Well, this is good news on top of the other good news we got today:
"President Obama is likely to endorse using a portion of the government's $700 billion financial bailout for a new jobs creation program during a speech about the economy next week, Press Secretary Robert Gibbs told reporters Friday morning."
"The president thinks we should and must do everything in our power to create an environment for job growth and job creation," Gibbs said. When asked whether Obama will talk about the use of TARP funds on Tuesday, Gibbs said, "I think that's likely."
As many conservative and centrist Democratic members of Congress probably don't have the intelligence or fortitude to ask for very much if anything at all, and given they are probably not in any hurry to do so (as indicated by their overall lack of enthusiasm for spending any more money to help those out of work), using TARP funds would be the easiest and fastest way to pump funds into creating jobs. As for exactly how much is left in TARP:
About $139 billion of the Troubled Assets Relief Program, or TARP, remains unallocated and available to the administration. Banks have paid another $10 billion in interest and dividends to the Treasury and returned about $71 billion in aid, the Treasury reported in November. This week, Bank of America announced it would repay its $45 billion package.
In light of discouraging statements by Pres. Obama and other administration officials in recent days about reducing the deficit and limited resources we have available to spur job creation, all of which hinted that the administration was not planning on doing much more on the jobs front, this news about using remaining TARP money is a good sign that perhaps the administration is beginning to get the fact that deficit reduction isn't possible without creating more jobs.
What is also good news is the suggestion that maybe Pres.
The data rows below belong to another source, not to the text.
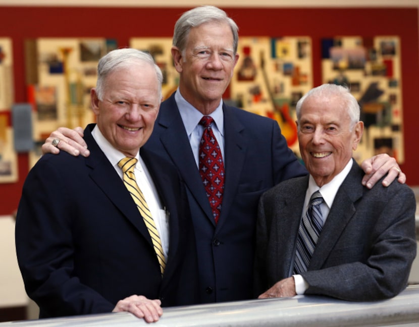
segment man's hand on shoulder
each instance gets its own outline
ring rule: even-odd
[[[127,311],[138,318],[143,318],[147,322],[159,320],[163,314],[160,300],[150,300],[142,295],[131,295],[117,303],[113,312]]]
[[[402,173],[396,159],[386,153],[375,155],[362,161],[361,168],[365,175],[362,178],[362,185],[371,189],[386,174],[382,184],[388,186],[396,178],[399,183],[406,183],[406,175]]]
[[[90,154],[87,149],[87,145],[83,139],[83,129],[76,127],[74,130],[67,127],[59,127],[53,132],[42,144],[42,154],[57,154],[60,150],[77,156],[81,154],[88,156]]]

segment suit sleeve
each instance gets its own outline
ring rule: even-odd
[[[305,294],[375,301],[395,296],[404,289],[416,255],[415,200],[408,188],[399,189],[402,191],[389,193],[375,221],[366,259],[302,274],[309,285]],[[370,213],[362,219],[372,219],[367,215],[375,213]]]
[[[265,206],[266,193],[260,197],[257,210],[257,220],[256,224],[256,253],[254,260],[254,274],[253,295],[257,298],[268,287],[268,276],[266,271],[268,256],[268,241],[269,238],[267,220],[272,216],[272,212],[267,212],[272,206]],[[271,210],[272,211],[272,210]]]
[[[288,147],[285,138],[276,122],[273,122],[272,160],[275,185],[294,177],[307,175],[307,170]]]
[[[39,306],[40,317],[111,312],[115,306],[73,274],[73,197],[63,176],[68,173],[42,159],[25,181],[16,220],[26,292]]]

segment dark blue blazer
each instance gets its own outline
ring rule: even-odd
[[[407,285],[416,255],[414,194],[397,182],[361,184],[353,166],[336,193],[308,271],[306,294],[349,301],[394,296]],[[308,177],[281,183],[263,194],[258,215],[257,293],[290,277]]]
[[[91,136],[87,158],[42,156],[29,172],[16,242],[26,291],[41,317],[110,312],[133,294],[163,306],[196,302],[194,238],[184,185],[171,164],[141,148],[170,212],[163,279],[150,236],[131,196]],[[189,255],[185,256],[187,252]]]
[[[252,297],[254,231],[261,193],[306,174],[278,123],[224,104],[226,180],[216,225],[174,95],[165,101],[144,148],[177,167],[186,186],[195,230],[203,302]]]

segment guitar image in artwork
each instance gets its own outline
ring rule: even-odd
[[[297,125],[289,114],[289,104],[287,102],[284,102],[280,105],[275,101],[272,90],[269,85],[263,51],[260,51],[260,69],[262,71],[265,86],[268,90],[269,98],[274,109],[273,112],[267,112],[267,116],[278,122],[281,128],[281,133],[287,140],[287,144],[288,146],[291,146],[297,141],[298,139]]]

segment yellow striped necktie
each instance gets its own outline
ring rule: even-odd
[[[127,157],[121,159],[118,163],[118,165],[122,170],[123,179],[125,187],[129,192],[134,202],[137,205],[137,208],[140,211],[140,213],[145,223],[147,229],[151,237],[151,241],[153,243],[153,246],[154,251],[157,255],[157,258],[160,264],[160,271],[162,276],[165,271],[165,268],[166,266],[165,256],[163,254],[163,248],[162,246],[162,241],[160,240],[160,236],[159,235],[159,231],[155,227],[151,213],[147,205],[145,198],[142,194],[140,188],[137,184],[135,180],[135,176],[134,175],[134,168],[137,163],[137,159]]]

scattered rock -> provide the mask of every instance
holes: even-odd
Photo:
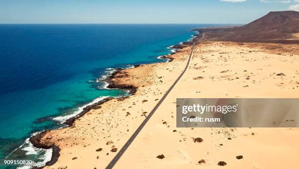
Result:
[[[101,151],[103,150],[103,148],[100,148],[99,149],[97,149],[97,150],[96,150],[96,151]]]
[[[225,166],[226,165],[227,165],[226,163],[225,163],[224,161],[219,161],[218,163],[218,166]]]
[[[157,156],[157,158],[159,158],[160,159],[163,159],[163,158],[165,158],[165,156],[164,156],[163,154],[161,154]]]
[[[106,145],[109,145],[113,144],[113,142],[112,141],[108,141],[107,143],[106,143]]]
[[[196,143],[196,142],[200,143],[200,142],[202,142],[203,141],[203,140],[201,138],[200,138],[200,137],[197,137],[197,138],[193,138],[193,141],[194,143]]]
[[[110,151],[111,152],[116,152],[117,151],[117,148],[114,148],[111,149]]]
[[[57,168],[57,169],[67,169],[67,166],[61,166]]]
[[[203,77],[201,77],[201,76],[198,76],[198,77],[196,77],[195,78],[193,78],[193,79],[194,80],[200,80],[200,79],[203,79]]]
[[[206,163],[206,161],[204,159],[201,159],[199,160],[199,161],[198,162],[198,164],[204,164],[204,163]]]
[[[237,156],[236,156],[235,158],[236,158],[236,159],[238,160],[241,159],[243,158],[243,155],[238,155]]]
[[[226,73],[226,72],[227,72],[228,71],[229,71],[229,70],[221,71],[220,72],[220,73]]]

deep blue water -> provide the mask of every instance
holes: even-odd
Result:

Obama is not simply doing whatever Geithner thinks he should do, as has often seemed to be the case thus far.
As recently as this week, Treasury Secretary Timothy F. Geithner has said he wants to dedicate much of the unspent TARP money to reduce the national debt. But House Speaker Nancy Pelosi (D-Cal.) and other top Democrats have been crafting a jobs bill that would tap the bailout program. The size of the repayments from once shaky banks may make it possible to accomplish both goals.
Of course, this passage indicates that some of the remaining TARP may be used to reduce the debt, but I suppose it is encouraging that Pres. Obama is not completely on the same page as Geithner. One hopes it is a sign of further things to come.
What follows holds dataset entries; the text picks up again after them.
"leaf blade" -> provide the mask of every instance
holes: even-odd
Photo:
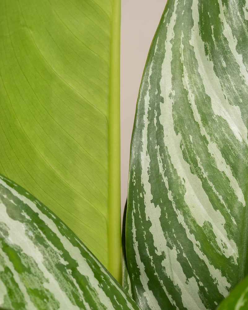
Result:
[[[144,309],[215,309],[246,274],[247,36],[235,33],[242,65],[225,36],[229,25],[247,31],[237,2],[169,0],[149,51],[126,226]]]
[[[117,178],[119,170],[119,129],[113,120],[119,114],[119,8],[113,3],[1,3],[0,167],[119,278],[120,182],[113,186],[109,172]]]
[[[48,208],[2,176],[0,193],[2,307],[139,309]]]

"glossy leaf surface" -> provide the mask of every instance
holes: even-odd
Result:
[[[117,277],[120,6],[0,3],[0,172],[51,208]]]
[[[126,225],[143,309],[214,309],[247,273],[248,7],[168,0],[133,132]]]
[[[0,214],[0,307],[138,310],[67,226],[2,176]]]
[[[246,310],[248,308],[248,277],[231,292],[217,310]]]

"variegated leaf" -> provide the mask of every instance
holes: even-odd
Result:
[[[168,0],[140,90],[126,227],[145,309],[214,309],[247,273],[248,2]]]
[[[2,176],[0,214],[2,308],[138,310],[68,227]]]
[[[247,310],[248,309],[248,277],[246,277],[221,303],[217,310]]]

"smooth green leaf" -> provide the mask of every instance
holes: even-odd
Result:
[[[16,310],[138,306],[48,208],[0,176],[0,306]]]
[[[221,303],[217,310],[246,310],[248,309],[248,277],[235,287]]]
[[[0,172],[119,280],[120,5],[0,3]]]
[[[168,0],[144,71],[126,224],[145,309],[213,309],[247,273],[248,7]]]

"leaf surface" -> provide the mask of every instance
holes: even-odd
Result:
[[[120,5],[0,4],[0,172],[119,279]]]
[[[126,224],[143,309],[215,309],[247,273],[246,3],[169,0],[153,39]]]
[[[0,307],[139,310],[68,226],[2,176],[0,213]]]
[[[248,277],[236,286],[217,310],[245,310],[248,308]]]

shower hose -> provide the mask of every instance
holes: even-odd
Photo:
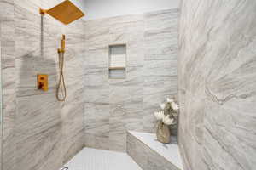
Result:
[[[59,101],[65,101],[67,96],[67,90],[63,75],[63,67],[64,67],[64,53],[59,53],[59,69],[60,69],[60,77],[59,82],[57,85],[57,93],[56,97]],[[60,93],[61,95],[60,96]]]

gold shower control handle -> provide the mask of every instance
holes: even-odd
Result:
[[[65,53],[65,35],[62,35],[61,48],[58,48],[58,53]]]
[[[38,89],[48,90],[48,75],[38,75]]]

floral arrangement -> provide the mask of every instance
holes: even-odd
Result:
[[[177,116],[178,105],[174,99],[167,98],[166,103],[161,104],[162,110],[154,112],[156,119],[166,125],[175,124],[175,118]]]
[[[156,129],[157,140],[168,144],[171,142],[171,132],[169,126],[176,124],[176,120],[178,114],[178,105],[174,99],[167,99],[165,104],[160,105],[162,109],[160,111],[154,112],[154,116],[158,120]]]

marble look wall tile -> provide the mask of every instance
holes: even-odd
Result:
[[[14,2],[0,1],[1,83],[2,83],[2,156],[1,167],[15,170],[15,65]],[[5,80],[5,81],[4,81]],[[0,168],[1,169],[1,168]]]
[[[181,7],[179,143],[186,169],[254,169],[256,2],[184,0]]]
[[[39,7],[60,2],[0,1],[3,169],[55,170],[84,146],[84,21],[64,27],[38,14]],[[62,33],[67,35],[65,103],[55,99],[56,49]],[[38,73],[49,75],[46,93],[37,90]]]
[[[160,26],[155,26],[156,23]],[[85,144],[125,151],[126,131],[154,131],[154,111],[160,102],[177,93],[177,11],[86,21],[85,28],[84,99],[90,105],[109,105],[108,115],[105,110],[96,112],[101,117],[107,115],[108,119],[93,117],[92,125],[87,122],[88,128],[92,126],[94,129],[90,137],[100,140],[96,130],[103,128],[100,125],[105,121],[109,136],[104,136],[103,140],[109,145],[92,144],[86,137]],[[108,79],[111,44],[126,44],[125,79]],[[90,112],[95,111],[85,109],[85,122]]]

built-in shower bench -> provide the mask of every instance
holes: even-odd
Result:
[[[183,170],[177,140],[164,144],[154,133],[127,132],[127,153],[143,170]]]

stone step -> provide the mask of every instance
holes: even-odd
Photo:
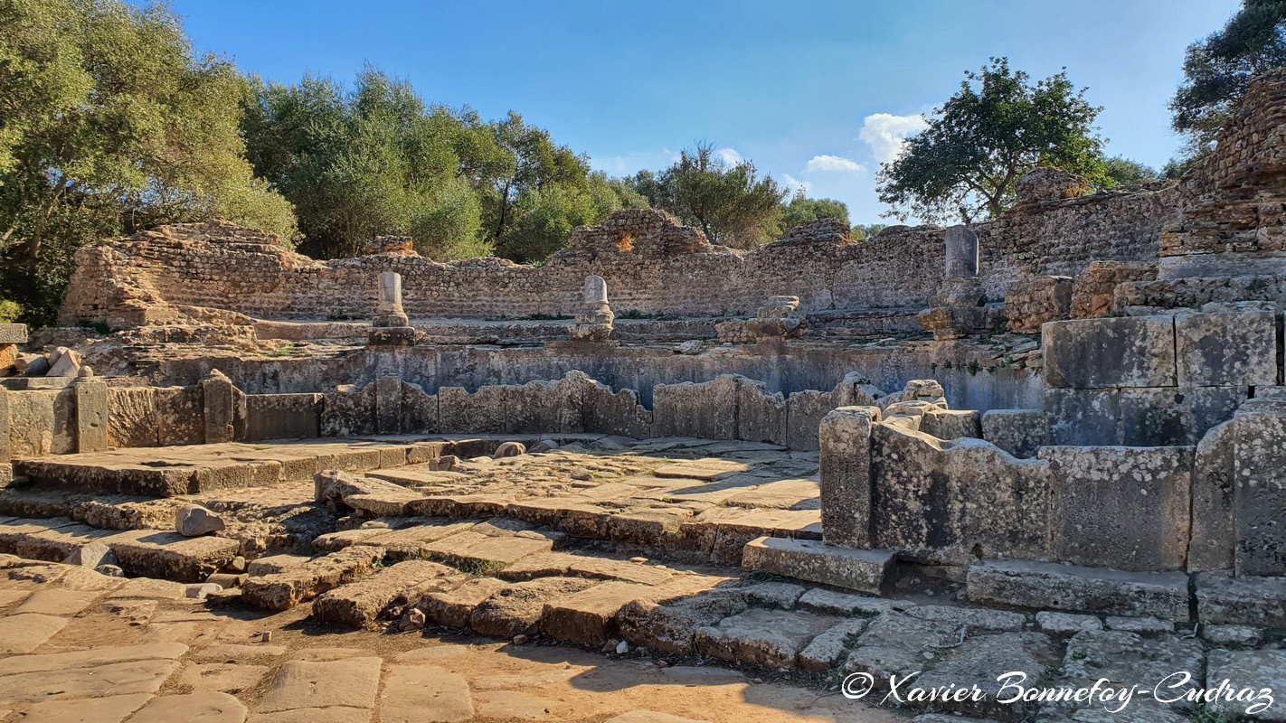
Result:
[[[312,479],[329,469],[397,467],[427,462],[444,453],[494,449],[498,439],[385,442],[373,438],[139,447],[15,460],[14,474],[46,489],[174,497]]]
[[[760,537],[743,548],[742,568],[878,595],[892,566],[890,550],[853,550],[814,539]]]
[[[970,565],[966,591],[975,605],[1155,616],[1178,623],[1191,618],[1188,575],[1178,571],[1128,573],[992,560]]]
[[[289,610],[370,573],[383,557],[379,547],[347,547],[280,573],[252,577],[242,586],[240,600],[261,610]]]
[[[204,582],[237,556],[240,544],[222,537],[183,537],[156,530],[104,530],[64,518],[0,519],[0,552],[60,562],[90,542],[105,544],[131,575]]]
[[[369,578],[323,592],[312,601],[312,618],[365,628],[390,606],[419,601],[426,592],[458,583],[462,575],[445,565],[406,560]]]

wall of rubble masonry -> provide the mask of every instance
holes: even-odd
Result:
[[[1173,185],[1029,204],[976,226],[988,294],[1031,274],[1074,275],[1092,261],[1155,261],[1174,216]],[[941,283],[941,227],[898,226],[860,243],[819,222],[750,253],[715,247],[652,211],[579,229],[541,267],[499,258],[437,263],[414,252],[314,261],[267,234],[210,222],[163,226],[81,249],[62,321],[113,327],[175,321],[185,307],[265,318],[367,320],[376,277],[396,271],[419,318],[571,316],[589,275],[617,313],[745,315],[770,295],[810,311],[927,304]]]

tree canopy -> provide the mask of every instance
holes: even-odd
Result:
[[[847,226],[849,207],[833,198],[808,198],[802,189],[796,190],[782,211],[782,234],[822,218],[837,218]]]
[[[1286,0],[1242,0],[1223,30],[1190,45],[1183,82],[1170,100],[1187,157],[1210,150],[1251,78],[1281,67],[1286,67]],[[1182,167],[1177,163],[1175,171]]]
[[[631,184],[653,208],[697,226],[711,243],[750,249],[779,238],[787,190],[759,177],[750,161],[719,158],[712,144],[683,150],[669,168],[642,171]]]
[[[1033,83],[1004,58],[966,72],[959,91],[925,117],[928,126],[881,166],[877,190],[891,208],[886,216],[995,217],[1012,204],[1019,179],[1039,166],[1103,185],[1103,141],[1094,127],[1101,108],[1084,92],[1066,72]]]
[[[221,217],[296,234],[238,135],[244,81],[165,8],[0,3],[0,297],[53,321],[85,243]]]

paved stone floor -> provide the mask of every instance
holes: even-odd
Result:
[[[10,564],[13,561],[10,560]],[[163,580],[0,577],[0,720],[24,723],[881,722],[905,717],[715,665],[336,632],[307,606],[207,610]]]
But I must re-emphasize that it is not clear just how much of the remaining TARP funds will be used for job creation. I would hope that all of it, including whatever additional funds are paid back in the coming months, will be directed toward infrastructure projects or to shore up state budgets around the country rather than paying down debt. Though polls show increasing public concern over the debt, people are more concerned about having a job to put food on the table and to pay their bills.
The national debt is not an insignificant problem in the long term, but as the President himself acknowledges, debt reduction won't happen until the economy regains its health and that won't happen unless people have jobs. Though Americans are rightly concerned about the deficit and debt as a long term problem, as FDR advisor and confidante Harry Hopkins once said, "people don't eat in the long term."
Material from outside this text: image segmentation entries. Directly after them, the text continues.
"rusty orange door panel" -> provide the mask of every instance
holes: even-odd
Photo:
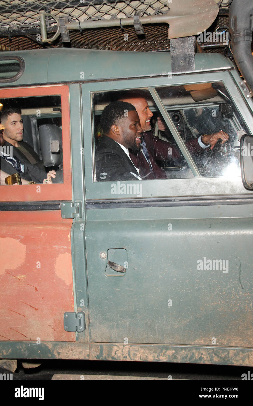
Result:
[[[70,231],[60,211],[0,212],[0,340],[75,341]]]

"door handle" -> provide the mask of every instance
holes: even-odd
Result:
[[[111,261],[108,261],[107,263],[110,268],[113,269],[114,271],[116,271],[116,272],[125,272],[126,268],[124,268],[123,266],[121,266],[121,265],[119,265],[117,263],[112,262]]]

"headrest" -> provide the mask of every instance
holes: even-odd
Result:
[[[45,166],[63,163],[63,135],[61,128],[53,124],[43,124],[39,127],[39,145]]]

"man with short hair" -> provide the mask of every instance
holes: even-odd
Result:
[[[32,147],[23,141],[24,127],[21,109],[16,107],[4,108],[0,112],[1,131],[4,145],[11,147],[12,155],[20,163],[29,167],[30,172],[26,179],[36,183],[42,183],[47,178],[45,166]],[[10,148],[9,148],[10,149]],[[17,171],[6,160],[1,160],[2,171],[12,175]]]
[[[148,102],[142,96],[137,95],[131,96],[127,93],[121,100],[130,103],[136,108],[140,119],[143,135],[141,145],[137,153],[130,151],[130,155],[135,166],[140,171],[142,179],[167,179],[166,173],[157,164],[157,161],[164,161],[170,159],[178,159],[181,155],[178,149],[170,143],[163,141],[153,135],[151,132],[150,119],[153,115],[149,107]],[[158,124],[161,131],[165,127],[160,119]],[[202,152],[205,148],[210,147],[212,149],[219,138],[223,144],[229,138],[224,131],[210,134],[204,134],[194,140],[185,143],[191,155]],[[170,153],[168,155],[168,150]]]
[[[141,180],[128,148],[137,151],[142,131],[135,107],[114,102],[104,108],[100,118],[104,135],[96,147],[97,181]]]

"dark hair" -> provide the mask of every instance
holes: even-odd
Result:
[[[113,102],[107,106],[100,117],[100,125],[104,134],[108,134],[112,125],[117,125],[120,120],[127,117],[126,110],[136,110],[134,106],[125,102]]]
[[[6,120],[9,116],[13,113],[21,114],[21,109],[19,107],[4,107],[0,111],[0,122],[2,123],[3,120]]]

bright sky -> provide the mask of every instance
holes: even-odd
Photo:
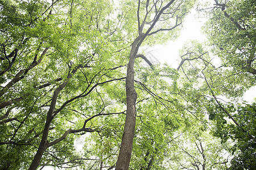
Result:
[[[199,19],[195,17],[196,10],[193,10],[185,18],[183,24],[183,29],[180,37],[175,41],[170,41],[165,46],[158,45],[152,48],[147,52],[150,53],[158,60],[160,63],[167,62],[174,68],[177,68],[180,62],[179,50],[188,40],[197,40],[203,42],[206,36],[201,33],[201,27],[203,26],[206,19]],[[217,59],[216,59],[217,60]],[[247,91],[243,96],[243,99],[249,103],[254,101],[256,97],[256,86]],[[44,170],[53,169],[52,167],[46,167]]]

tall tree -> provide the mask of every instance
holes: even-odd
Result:
[[[127,112],[120,151],[117,162],[116,169],[128,169],[131,156],[133,141],[136,124],[136,100],[137,94],[134,88],[134,62],[137,58],[144,58],[138,54],[139,48],[145,39],[158,32],[170,31],[181,24],[187,10],[192,6],[189,1],[138,1],[137,9],[138,36],[133,42],[127,65],[126,90]],[[184,8],[179,8],[184,7]],[[144,14],[142,14],[142,11]],[[173,15],[175,14],[176,15]],[[163,26],[162,22],[170,22],[172,26]],[[156,24],[158,23],[158,24]],[[150,24],[148,26],[147,24]],[[147,60],[146,60],[147,61]]]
On the political side, I think the Republicans will claim that using TARP for anything other than bailing out the banks would be illegal since the law creating TARP specifically designated the funds as such, and of course they will further accuse Democrats of spending our country into the poorhouse. But the easy response to that is to highlight the notion that Republicans are cool with using TARP to help bankers but not to help average, struggling Americans. Maybe that will help the Democrats in reclaiming the populist mantle just in time for the mid-terms.